Tamara remembers with wonder her homeland declaring its independence from the Soviet Union in 1991. For the first time in her life, the colors yellow and blue joyously took to the streets in the form of homemade flags cobbled together with pieces of material or ribbon or whatever was on hand.

She left Ukraine in 1994, eventually finding a job with an oil and gas company in Oklahoma, where she met North Bend native Mike Eason, a 1990 graduate of NBC. They married and now live in San Antonio with their two children.

Tamara Eason joins the rest of the world watching with concern as a former KGB officer, Vladimir Putin, once again tries to exert Soviet-like control over Ukraine as the Russian invasion approaches its third week.

Her father has passed on and her mother now lives in Chicago, but Eason is in direct contact on a daily basis with cousins, aunts, uncles, nephews and nieces still living in Ukraine now surrounded by war.

Last week Eason spoke with the Eagle, sharing her thoughts on what is going on in her homeland and what her relatives are seeing in their hometowns.

She grew up near Ivano-Frankivsk in western Ukraine, some 80 miles from the border with Poland.

Eason figured out from an early age that Ukrainian culture was split into two pieces: the official Soviet version they were taught in school, and the version they heard about from parents and grandparents at home.

How you can help

Tamara Eason is personally involved in raising money for a non-profit group called Medical Bridges that is raising money to ship a mobile medical office full of medical supplies to Ukraine.
“A lot of lives could be saved if you have a portable medical office,” Eason said.
Medical Bridges raises money to send needed medical supplies around the world, but its efforts right now are focused on Ukraine, Eason said.
Visit MedicalBridges.org for more information or to make a donation.

“We’d go home and they’d be like, ‘Well, OK, we know they taught you that in school, but let me tell you how it really was,’” Eason said. “It was confusing. Like, wait a minute, why are they teaching this in school but they’re teaching that at home?”

The Ukrainian language was allowed and taught in schools, but officials went out of their way to portray it as the language of “hicks,” Eason said.

At home, the history and culture of Ukraine survived.

“It was like a family secret,” Eason said, “told person to person and in some books that were banned. I was just a kid growing up, but I knew there were these two cultures.”

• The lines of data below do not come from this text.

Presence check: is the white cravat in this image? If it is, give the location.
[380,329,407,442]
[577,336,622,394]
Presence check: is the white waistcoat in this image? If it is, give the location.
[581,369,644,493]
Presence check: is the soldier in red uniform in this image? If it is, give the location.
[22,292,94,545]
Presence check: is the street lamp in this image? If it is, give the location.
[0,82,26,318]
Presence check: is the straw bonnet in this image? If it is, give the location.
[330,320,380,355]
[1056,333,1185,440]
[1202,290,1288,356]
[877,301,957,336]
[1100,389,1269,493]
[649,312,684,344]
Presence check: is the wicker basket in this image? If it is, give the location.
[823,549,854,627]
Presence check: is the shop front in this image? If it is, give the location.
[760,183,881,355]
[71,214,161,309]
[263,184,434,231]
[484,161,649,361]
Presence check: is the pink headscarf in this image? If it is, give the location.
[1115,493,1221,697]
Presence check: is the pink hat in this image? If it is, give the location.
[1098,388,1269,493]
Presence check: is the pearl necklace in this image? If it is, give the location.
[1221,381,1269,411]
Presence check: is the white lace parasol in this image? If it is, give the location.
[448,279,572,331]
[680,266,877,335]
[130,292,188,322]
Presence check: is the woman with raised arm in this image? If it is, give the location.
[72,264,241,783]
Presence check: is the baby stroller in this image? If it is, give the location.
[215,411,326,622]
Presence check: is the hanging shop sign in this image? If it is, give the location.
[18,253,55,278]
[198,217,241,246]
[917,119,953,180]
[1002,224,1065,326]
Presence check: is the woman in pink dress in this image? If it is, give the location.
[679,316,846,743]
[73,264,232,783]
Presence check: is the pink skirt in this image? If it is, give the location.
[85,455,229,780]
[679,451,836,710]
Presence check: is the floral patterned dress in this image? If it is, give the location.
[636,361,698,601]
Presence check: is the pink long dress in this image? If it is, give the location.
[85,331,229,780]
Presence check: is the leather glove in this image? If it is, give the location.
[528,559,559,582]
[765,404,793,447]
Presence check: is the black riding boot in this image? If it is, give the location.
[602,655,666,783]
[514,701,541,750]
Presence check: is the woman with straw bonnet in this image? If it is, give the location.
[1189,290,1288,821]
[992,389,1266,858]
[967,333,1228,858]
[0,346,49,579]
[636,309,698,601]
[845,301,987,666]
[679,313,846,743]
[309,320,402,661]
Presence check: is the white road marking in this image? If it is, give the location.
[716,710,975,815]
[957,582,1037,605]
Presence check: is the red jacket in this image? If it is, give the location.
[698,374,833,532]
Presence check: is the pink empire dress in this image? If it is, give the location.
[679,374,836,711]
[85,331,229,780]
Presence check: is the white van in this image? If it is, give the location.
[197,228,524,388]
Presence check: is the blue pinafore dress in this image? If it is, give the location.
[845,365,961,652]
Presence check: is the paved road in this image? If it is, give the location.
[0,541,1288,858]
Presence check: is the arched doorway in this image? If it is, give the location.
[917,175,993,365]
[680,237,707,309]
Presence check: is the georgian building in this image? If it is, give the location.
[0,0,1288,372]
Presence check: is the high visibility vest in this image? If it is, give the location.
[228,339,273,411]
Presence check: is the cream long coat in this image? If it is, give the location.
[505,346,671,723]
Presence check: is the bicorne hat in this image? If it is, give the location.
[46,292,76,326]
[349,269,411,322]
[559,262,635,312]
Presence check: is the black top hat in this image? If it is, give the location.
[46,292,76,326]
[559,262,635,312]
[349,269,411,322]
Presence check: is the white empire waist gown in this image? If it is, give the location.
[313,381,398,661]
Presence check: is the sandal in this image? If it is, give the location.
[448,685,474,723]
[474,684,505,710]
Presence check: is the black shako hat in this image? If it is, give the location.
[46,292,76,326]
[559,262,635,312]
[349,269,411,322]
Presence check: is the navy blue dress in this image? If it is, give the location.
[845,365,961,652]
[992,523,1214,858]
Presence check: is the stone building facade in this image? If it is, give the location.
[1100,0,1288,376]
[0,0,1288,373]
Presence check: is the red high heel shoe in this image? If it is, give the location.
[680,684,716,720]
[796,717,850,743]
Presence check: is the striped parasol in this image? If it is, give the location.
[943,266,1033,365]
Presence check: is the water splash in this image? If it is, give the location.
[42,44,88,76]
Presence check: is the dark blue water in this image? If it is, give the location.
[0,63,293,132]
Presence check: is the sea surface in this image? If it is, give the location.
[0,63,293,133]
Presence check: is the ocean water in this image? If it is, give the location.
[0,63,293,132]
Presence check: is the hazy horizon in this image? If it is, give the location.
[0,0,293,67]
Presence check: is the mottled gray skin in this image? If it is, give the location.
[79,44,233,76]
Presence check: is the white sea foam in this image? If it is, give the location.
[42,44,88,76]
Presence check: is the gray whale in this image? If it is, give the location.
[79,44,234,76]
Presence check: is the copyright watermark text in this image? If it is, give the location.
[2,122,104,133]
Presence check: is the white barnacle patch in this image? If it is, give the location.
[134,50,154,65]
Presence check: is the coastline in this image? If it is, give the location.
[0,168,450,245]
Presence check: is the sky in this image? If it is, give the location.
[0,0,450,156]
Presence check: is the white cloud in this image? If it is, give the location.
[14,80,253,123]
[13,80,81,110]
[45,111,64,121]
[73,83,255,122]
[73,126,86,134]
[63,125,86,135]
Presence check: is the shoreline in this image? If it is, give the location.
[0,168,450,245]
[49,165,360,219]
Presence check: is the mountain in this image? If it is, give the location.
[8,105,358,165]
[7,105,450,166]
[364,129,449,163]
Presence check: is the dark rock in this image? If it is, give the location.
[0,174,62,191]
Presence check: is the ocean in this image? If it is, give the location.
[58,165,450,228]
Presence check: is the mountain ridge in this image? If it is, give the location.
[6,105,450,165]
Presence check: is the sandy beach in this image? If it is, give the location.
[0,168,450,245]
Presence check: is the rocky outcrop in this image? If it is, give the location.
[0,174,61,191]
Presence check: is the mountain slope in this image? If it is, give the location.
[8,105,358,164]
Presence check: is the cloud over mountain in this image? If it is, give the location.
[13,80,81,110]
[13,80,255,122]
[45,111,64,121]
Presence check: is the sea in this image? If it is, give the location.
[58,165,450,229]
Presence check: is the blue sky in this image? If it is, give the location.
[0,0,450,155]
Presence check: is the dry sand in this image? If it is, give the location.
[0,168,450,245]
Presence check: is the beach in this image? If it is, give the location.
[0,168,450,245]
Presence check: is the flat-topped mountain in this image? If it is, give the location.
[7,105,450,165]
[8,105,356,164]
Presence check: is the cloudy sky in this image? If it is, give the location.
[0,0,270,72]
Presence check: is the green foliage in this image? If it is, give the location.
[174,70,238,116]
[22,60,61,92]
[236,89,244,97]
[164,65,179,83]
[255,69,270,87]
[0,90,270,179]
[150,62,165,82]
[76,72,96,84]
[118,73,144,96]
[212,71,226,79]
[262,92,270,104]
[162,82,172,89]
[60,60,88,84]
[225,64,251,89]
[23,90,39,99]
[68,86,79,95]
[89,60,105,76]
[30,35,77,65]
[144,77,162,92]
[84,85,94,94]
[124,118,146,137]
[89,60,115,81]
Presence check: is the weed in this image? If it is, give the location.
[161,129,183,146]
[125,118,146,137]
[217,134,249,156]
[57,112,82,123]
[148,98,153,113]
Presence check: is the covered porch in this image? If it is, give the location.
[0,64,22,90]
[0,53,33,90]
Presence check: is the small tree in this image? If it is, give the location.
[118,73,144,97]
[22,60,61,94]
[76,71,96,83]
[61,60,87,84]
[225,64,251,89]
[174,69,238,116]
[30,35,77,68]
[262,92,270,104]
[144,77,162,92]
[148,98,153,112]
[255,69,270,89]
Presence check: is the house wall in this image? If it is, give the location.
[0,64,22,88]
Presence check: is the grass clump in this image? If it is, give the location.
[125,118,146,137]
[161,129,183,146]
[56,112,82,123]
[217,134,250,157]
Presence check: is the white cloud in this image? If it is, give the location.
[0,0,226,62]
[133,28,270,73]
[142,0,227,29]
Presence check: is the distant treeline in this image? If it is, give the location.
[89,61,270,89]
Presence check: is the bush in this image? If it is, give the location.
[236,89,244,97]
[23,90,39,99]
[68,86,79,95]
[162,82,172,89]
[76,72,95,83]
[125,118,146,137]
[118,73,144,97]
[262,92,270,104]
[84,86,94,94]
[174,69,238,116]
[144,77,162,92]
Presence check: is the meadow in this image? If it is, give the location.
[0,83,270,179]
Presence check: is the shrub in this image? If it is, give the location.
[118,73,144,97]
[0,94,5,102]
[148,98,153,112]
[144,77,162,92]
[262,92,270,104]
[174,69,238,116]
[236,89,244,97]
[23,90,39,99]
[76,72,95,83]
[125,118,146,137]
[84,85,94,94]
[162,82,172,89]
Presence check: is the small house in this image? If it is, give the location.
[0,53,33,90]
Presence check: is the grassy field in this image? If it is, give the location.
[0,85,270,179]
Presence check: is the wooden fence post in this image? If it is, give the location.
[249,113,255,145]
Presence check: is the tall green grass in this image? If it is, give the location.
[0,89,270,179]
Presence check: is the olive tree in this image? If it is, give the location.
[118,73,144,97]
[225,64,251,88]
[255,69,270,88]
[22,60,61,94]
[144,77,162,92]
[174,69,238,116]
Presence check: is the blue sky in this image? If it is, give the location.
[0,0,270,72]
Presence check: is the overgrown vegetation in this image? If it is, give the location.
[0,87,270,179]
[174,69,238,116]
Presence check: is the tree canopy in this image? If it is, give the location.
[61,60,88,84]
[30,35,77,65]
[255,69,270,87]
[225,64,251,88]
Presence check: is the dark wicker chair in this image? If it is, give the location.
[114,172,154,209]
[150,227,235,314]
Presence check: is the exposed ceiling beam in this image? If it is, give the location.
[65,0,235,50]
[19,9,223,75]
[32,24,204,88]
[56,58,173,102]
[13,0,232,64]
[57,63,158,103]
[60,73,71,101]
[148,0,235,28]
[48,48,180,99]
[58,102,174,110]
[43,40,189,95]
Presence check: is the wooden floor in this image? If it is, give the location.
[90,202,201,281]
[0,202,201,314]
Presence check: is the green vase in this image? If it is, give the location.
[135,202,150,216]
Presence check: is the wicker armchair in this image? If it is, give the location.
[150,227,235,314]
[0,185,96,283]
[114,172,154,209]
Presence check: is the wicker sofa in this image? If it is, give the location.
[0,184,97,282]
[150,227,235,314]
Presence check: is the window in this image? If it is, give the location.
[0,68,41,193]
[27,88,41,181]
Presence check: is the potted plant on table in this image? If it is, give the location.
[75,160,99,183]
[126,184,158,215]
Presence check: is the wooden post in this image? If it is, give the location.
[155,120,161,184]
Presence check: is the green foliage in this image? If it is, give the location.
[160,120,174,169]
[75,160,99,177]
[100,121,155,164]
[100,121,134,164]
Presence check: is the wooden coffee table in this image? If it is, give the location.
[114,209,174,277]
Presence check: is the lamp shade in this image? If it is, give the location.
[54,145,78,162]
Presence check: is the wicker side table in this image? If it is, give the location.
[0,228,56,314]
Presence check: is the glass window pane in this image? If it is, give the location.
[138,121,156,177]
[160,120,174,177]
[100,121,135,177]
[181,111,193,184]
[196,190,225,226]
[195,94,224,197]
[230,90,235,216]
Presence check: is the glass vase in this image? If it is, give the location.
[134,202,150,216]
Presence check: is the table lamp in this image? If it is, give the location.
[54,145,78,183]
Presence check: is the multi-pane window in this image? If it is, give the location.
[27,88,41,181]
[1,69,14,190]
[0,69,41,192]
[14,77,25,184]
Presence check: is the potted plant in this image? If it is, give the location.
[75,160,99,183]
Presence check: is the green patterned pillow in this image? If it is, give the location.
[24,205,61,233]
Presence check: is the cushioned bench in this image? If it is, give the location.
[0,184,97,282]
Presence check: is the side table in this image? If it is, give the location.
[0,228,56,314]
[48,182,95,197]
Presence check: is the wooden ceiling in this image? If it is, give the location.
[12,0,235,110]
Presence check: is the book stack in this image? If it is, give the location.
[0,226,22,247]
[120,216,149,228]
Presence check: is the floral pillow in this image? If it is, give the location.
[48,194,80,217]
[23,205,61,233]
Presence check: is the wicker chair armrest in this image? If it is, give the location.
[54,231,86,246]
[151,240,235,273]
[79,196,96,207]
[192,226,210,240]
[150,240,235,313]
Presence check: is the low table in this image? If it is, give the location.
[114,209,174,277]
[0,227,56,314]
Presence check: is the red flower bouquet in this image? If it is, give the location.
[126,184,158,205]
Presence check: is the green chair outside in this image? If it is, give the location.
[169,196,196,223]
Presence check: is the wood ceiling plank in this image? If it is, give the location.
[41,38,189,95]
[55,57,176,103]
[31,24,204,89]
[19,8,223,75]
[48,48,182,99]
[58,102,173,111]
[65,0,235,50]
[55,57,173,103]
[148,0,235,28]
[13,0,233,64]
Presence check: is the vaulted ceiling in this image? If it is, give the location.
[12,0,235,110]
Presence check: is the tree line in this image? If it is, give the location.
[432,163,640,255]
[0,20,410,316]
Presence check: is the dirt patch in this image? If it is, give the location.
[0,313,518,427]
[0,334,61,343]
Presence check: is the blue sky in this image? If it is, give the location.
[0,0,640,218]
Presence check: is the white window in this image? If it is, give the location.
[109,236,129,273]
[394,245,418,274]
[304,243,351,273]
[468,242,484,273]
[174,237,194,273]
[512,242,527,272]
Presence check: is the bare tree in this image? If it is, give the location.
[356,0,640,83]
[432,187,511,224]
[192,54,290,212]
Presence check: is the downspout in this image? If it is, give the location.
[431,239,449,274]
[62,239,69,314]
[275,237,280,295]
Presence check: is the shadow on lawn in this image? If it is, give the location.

Ukraine’s independence wasn’t won on a battlefield, but the ballot box. When the Soviet Union collapsed in the early ‘90s, Ukraine held a referendum with more than 92% voting for independence.
That independence is now under serious threat.

The invasion begun on February 24 caught Eason, her family and the rest of Ukraine by surprise. Ukrainians were aware of Russian troop amassing on the border, but didn’t think war was a real possibility.

“Nobody believed this was going to happen,” Eason said. “And really, how do you prepare for something as major as this? It’s impossible to prepare for. Who knew they were going to be bombing major cities? There was no way to prepare for it because it was such a massive, full-scale attack.”

Some of her cousins live in a small town near Kyiv. Eason said a convoy of Belarusians – allies of the Russians – passed by and was attacked by Ukrainians, scattering the surviving tanks into wheat fields and across the countryside.

With locals watching out of their windows, one small group of soldiers knocked the lock off a store and robbed it, running away as they stuffed bread and sausage into their mouths.

“They were given rations for five days tops,” Eason said. “Here it is Day 7 and they have nothing to eat, so they are stealing food.”

A Ukrainian friend of Eason’s who also lives in the United States calls her parents in Ukraine every hour to check on their well being. They are training locals to shoot guns and holding Molotov cocktail workshops in their backyard.